Artificial Intelligence for Sustainable and Climate-Smart Agriculture: A Comprehensive Review
摘要
Artificial Intelligence (AI) is rapidly reshaping agricultural systems by enabling data-driven decision-making, predictive analytics, and automated farm management. This review critically synthesizes recent advances in computational models and algorithms applied to sustainable and climate-smart agriculture. It examines the role of machine learning techniques (e.g.
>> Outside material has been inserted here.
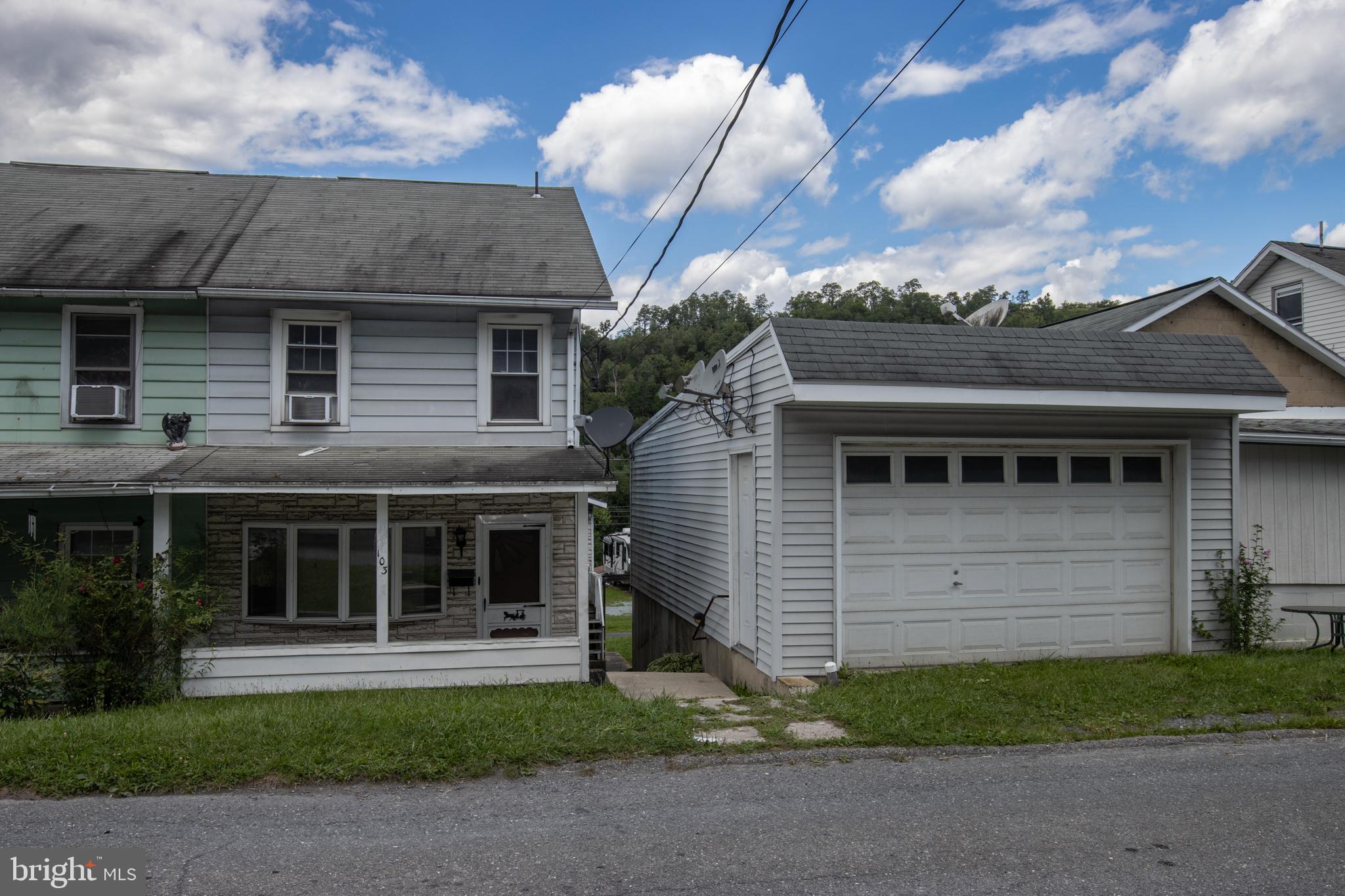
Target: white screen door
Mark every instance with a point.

Random Forest, Support Vector Machines, XGBoost), deep learning architectures (e.g. Convolutional Neural Networks, recurrent models, transformer-based frameworks), and computer vision systems for crop monitoring, disease detection, yield prediction, livestock management, and precision irrigation. The review further analyzes the integration of Internet of Things (IoT) sensor networks with AI models for real-time data acquisition and adaptive control. Emerging approaches, including generative AI and large language models, are evaluated for their potential to provide context-aware advisory systems and decision support. Across applications, AI demonstrates measurable improvements in prediction accuracy, input optimization, early stress detection, and climate risk forecasting. However, challenges related to model generalization, data heterogeneity, computational scalability, and deployment in resource-constrained environments remain significant barriers. The study identifies immediate research priorities in robust model design and explainable AI, as well as long-term directions toward autonomous, self-learning agricultural ecosystems. Overall, this review highlights how advanced computational methods are driving the transition toward intelligent, resilient, and sustainable agricultural systems.